A Response For Class

Can there be a sadness greater than the one caused by disillusionment? Jacob Brackman discusses his transition from blind optimism of youth to reluctant cynicism of age in his "Shock Waves from the Baby Boom" article. While this sadness is startling, it is hardly unusual; actually, this discontent with life, culture, and surrounds is ubiquitous throughout modern American youth, although the majority of it is unnoticed. We have been given technology to make our lives better and easier, and it does just that; however, in doing so, technology has reduced the quality of human interactions from necessity to peripheral and drained the aspirations of the young.
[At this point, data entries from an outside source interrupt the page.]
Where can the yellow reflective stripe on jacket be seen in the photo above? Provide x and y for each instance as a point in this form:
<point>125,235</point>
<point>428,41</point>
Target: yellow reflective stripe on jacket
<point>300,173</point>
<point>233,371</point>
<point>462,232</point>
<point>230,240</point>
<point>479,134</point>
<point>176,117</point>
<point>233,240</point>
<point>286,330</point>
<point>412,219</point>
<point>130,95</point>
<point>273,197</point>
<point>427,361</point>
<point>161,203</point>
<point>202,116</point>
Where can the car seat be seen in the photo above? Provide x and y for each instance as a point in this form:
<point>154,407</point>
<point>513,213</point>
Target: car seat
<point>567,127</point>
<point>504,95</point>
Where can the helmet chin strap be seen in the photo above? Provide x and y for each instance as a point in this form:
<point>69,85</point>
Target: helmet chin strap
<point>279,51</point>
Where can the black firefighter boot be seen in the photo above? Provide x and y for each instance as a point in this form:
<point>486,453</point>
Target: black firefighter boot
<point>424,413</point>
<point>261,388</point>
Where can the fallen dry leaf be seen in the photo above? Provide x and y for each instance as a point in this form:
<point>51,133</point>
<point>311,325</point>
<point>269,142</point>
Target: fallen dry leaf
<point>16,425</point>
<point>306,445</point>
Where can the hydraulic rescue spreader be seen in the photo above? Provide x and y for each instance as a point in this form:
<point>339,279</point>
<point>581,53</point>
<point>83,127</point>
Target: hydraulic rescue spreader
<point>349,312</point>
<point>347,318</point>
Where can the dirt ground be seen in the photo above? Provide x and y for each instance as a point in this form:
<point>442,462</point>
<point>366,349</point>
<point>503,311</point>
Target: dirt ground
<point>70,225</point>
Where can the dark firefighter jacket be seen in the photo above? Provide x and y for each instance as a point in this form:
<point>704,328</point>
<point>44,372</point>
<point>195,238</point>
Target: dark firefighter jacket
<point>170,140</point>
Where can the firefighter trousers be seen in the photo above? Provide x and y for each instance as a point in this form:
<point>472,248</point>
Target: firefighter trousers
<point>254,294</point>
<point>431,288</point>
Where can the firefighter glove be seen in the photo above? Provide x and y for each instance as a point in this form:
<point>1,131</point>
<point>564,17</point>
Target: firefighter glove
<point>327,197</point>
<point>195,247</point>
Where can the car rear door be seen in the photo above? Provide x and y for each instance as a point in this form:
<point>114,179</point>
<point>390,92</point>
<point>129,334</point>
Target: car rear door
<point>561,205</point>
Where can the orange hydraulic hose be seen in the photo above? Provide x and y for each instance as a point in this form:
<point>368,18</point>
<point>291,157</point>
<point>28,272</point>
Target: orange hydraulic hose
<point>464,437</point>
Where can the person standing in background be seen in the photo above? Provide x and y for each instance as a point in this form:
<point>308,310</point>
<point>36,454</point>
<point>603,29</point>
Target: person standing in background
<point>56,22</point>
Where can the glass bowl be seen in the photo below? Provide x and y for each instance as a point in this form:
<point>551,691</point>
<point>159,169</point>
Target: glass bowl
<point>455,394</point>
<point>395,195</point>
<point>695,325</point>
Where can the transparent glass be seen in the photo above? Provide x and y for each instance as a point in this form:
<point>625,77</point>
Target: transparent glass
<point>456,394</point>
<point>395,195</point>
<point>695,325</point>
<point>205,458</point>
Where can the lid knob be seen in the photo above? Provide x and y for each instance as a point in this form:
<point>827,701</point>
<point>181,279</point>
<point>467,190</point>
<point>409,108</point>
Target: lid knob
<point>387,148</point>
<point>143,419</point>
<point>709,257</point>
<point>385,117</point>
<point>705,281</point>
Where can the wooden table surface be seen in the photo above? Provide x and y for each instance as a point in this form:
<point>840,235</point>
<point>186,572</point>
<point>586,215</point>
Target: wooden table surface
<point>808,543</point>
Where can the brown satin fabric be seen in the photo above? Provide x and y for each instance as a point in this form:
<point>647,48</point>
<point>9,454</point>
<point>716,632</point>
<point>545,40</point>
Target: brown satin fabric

My close friend moved to Austin over Christmas break. Over time, we have texted, skyped, and communicated through various other media avenues. We talk about whatever we think about, whatever comes into our minds. And although we are in constant communication, I know the next time we see each other, the first few hours will be awkward. We communicate with the help of technology, but we really don't have anything to say. This situation is common throughout young people today. Friends are friends because people don't want to be alone, so we surround ourselves with those around us and fill the empty spaces with words about pop culture and news that becomes irrelevant at the week's end. We don't have anything to say to each other anymore, but we talk more than ever.

I've met more people at college who have no idea what they are going to do with their lives. Moreover, I've talked to people who don't even have a dream job. People are caught up in the daily, repetitive, mundane exercise of existence that the ability to create your future is forgotten, and this is due to technology. We are so inundated with the capacity to create that we get bogged down in trivial creations, and we neglect to imagine an existence that is rich and full and vibrant. We become consuming nonexistence, which is different than the ideology of Buddhism that states that we are only a composition of other things. We don't exist, yet we are obsessed with ourselves.

So what can we do? How can live? The greatest action we can take against the foreboding and ominous future is to unplug. Unplug. Leave at home. Go for a walk in the park. Write a letter to a friend. Sit and watch cars drive by. Play music live. Essentially, do things that require one to merely exist (an act that has come to be seen as trivial). Just exist. Technology has allowed to be be in one hundred places at once, and in doing so, making us not really present anywhere. So just be. And learn that life is better when experienced through the wind, not the airwaves.